The bar was loud.  The red wine was heavenly. The company was unbeatable. The 'cards against humanity' were widely inappropriate.  And I felt like me. I have longed for evenings like these, and my lil heart is just so darn grateful to have them back.

Since proclaiming myself: in remission, my entire focus has been on finding a job.  And getting back to drinking red wine.  After all, my tolerance isn't going to build itself back up.  Work.  Due to my switch in priorities I have neglected Lyme for a while.  I needed a break.  Being sick so easily consumes ones life and focus.  And it was fantastic to simply not think about Lyme for a while.

I used to bike to work, to dinner, to bars, to brunch.  I loved biking.  I loved not dealing with traffic.  I loved not paying for parking or the metro.  I love biking to a bar in heels.  Swag.  Then Lyme snatched that joy away from me.  But recently I had a wonderful opportunity to get back on the bike.  A guy named John and his team of bandits are biking across America to raise awareness and morale concerning Lyme.  So I dusted off my helmet.  Layered up and hopped right back onto my bike.

4 minutes later I hopped off my bike.  Got in the back of the bandit's RV as they drove my out of shape ass up a hill.  They edited that part out of the videoyet still a pretty rocken video.

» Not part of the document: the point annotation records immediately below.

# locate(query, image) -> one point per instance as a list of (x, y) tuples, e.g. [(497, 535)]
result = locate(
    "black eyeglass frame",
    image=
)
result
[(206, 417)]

I ended up biking a total of 15 miles!  It was bitterly cold and with each pedal the burning in my throat escalated. They were slow miles.  The guys were able to text and catch up on facebook as I was hoofing to keep up.  But they were magical miles.  I had felt like my body had failed me when I got sick.  But as I biked I was simply grateful for what my body could again accomplish.  No, it wasn't what I could do pre-Lyme, but thats life.  Shit happens and you have to adjust.

There are over 300 different strands of Lyme. Which translates to - just because something works for me it in no way means that that treatment will work for you.  I hated that when I was sick.  Why couldn't someone just tell me what to do to get better?  But we are individuals who need individualized treatment plans.

I have found my Golden Ticket.  My ticket consisted of a whole hosts of items, which can be found on the treatment page. Even though I am much better, I am not 'back'.  My body was put through the ringer and it will take time for me to get back to where I was - aka being able to have some whiskey.  Sometimes being sick can beat you down.  I had plenty of those days.  But I won the war.

One epic battle I won - I negotiated with doctors before I ever saw them or paid them any type of money.  You common folk with normal disease may not be hip to this.  Not all doctors would treat me.  I realized that shit early on and refused to go to a doctor without up front knowing they were going to recognize my disease and not act like this was all in my head.  More commonly known as being an arrogant douche bag.  Technically speaking.  I also negotiated with my Lyme doctor.  I said I would only try different treatments for a maximum of 6 weeks and if there weren't results I wanted a new treatment plan.  I emphasized that unless he agreed to that I would not need his services.

You should see me at a flea market.

The symptoms and the pain could all come back.  Possibly due to stress.  Possibly due to over exertion. But my hope is that since I have that 'Golden Ticket' I won't go through the countless months and agony of not knowing what will make me better.  Even if the ticket needs to be upgraded I now have a strategy that works for me.